Eyes Blendshape Recommendations

Eyes can use blendshapes to move the eyes; however, this is probably better implemented with bone rotations. Blendshape "rotations" are not optimal since the overall shape of the rotating object is actually deformed during the "rotation". Blinks however, do work well, even though they can be subject to the same deformation associated with "rotation" since they are closing around a typically round object.

The Eyes module in SALSA Suite v2 does have a new feature that is very cool but does have some requirements: Eyelid Tracking. To implement Eyelid Tracking, the model has to have independent control over top and bottom eyelids (also upper-only control). This allows the upper and lower eyelids to move independently in the upward or downward directions to subtly follow eye movement.

NOTE: not all OneClick implementations support Eyelid Tracking. Fuse, ACG, iClone, CC3 and UMA support Eyelid Tracking. Only UMA supports upper and lower tracking.

Bone Requirements

This is a little less cut-and-dry. A bone/transform is required to move, rotate, or scale a weighted portion of a model. Bones are recommended for eye and head movement but can become unwieldy for mouth and emote configuration due to the quantities of bones typically required for such movement. However, it is certainly possible to do so. Most model generation systems (other than UMA) do not use bones for facial animation, however, if you are creating your own setup, you may certainly use bones and configure the SALSA Suite to animate your character model. The suggestion is to read the section on blendshapes and configure a sufficient number of bones with specific weights to create the same representation of movement.

2D Requirements

SALSA LipSync Suite v2 currently supports sprite, texture, and material manipulation. It uses a switching mechanism to swap out element frames to create animation, much like the cell-based cartoon animation techniques. SALSA v1 supported single-frame sprite configurations, swapping out one frame for each represented animation. SALSA Suite v2 also supports the same single-frame configuration as well as multi-frame configurations and has added additional support for textures, materials, and UGUI sprites.

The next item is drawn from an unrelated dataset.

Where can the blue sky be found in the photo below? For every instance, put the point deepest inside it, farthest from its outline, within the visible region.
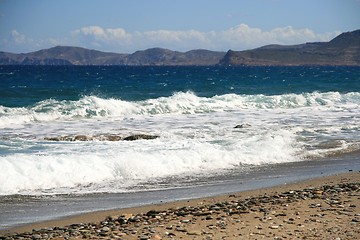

Whether you are using sprites or textures, the golden rule for getting the most out of the SALSA Suite is to implement separate facial segments for animation. The main separation should be eyes animated separately from the mouth. However, if you wish to introduce emotes, you may have to get creative in your process since emotes frequently include eye and mouth movement. SALSA Suite has some mechanisms to deal with this such as priority overrides in the QueueProcessor following these basic rules:

  • Lipsync overrides everything.
  • Emotes override Eyes/Eyelids/Head
  • and Eyes/Eyelids/Head override themselves

2D Eyes Requirements

Eyes has some specific requirements for 2D depending on whether you are using sector-based or bone/transform-based movement. Bone-based movement is the loosest and really just requires your model looks correct as the eye is moved around on its transform. For example, if manipulating an eye behind an eye-socket, the eye should not expose itself outside of the socket area and should also not expose blank space within the socket -- unless, of course, that is the look-and-feel you are going for.

Sector-based movement is a bit different. The Eyes module has a few templates to work with such scenarios:

  • 2-way (left, right)
  • 3-way (left, center, right)
  • 5-way (center, top, right, bottom, left)
  • 9-way (center, top, top-right, right, bottom-right, bottom, bottom-left, etc.)

If using sectors, your animated cells should adhere to one of the above template scenarios.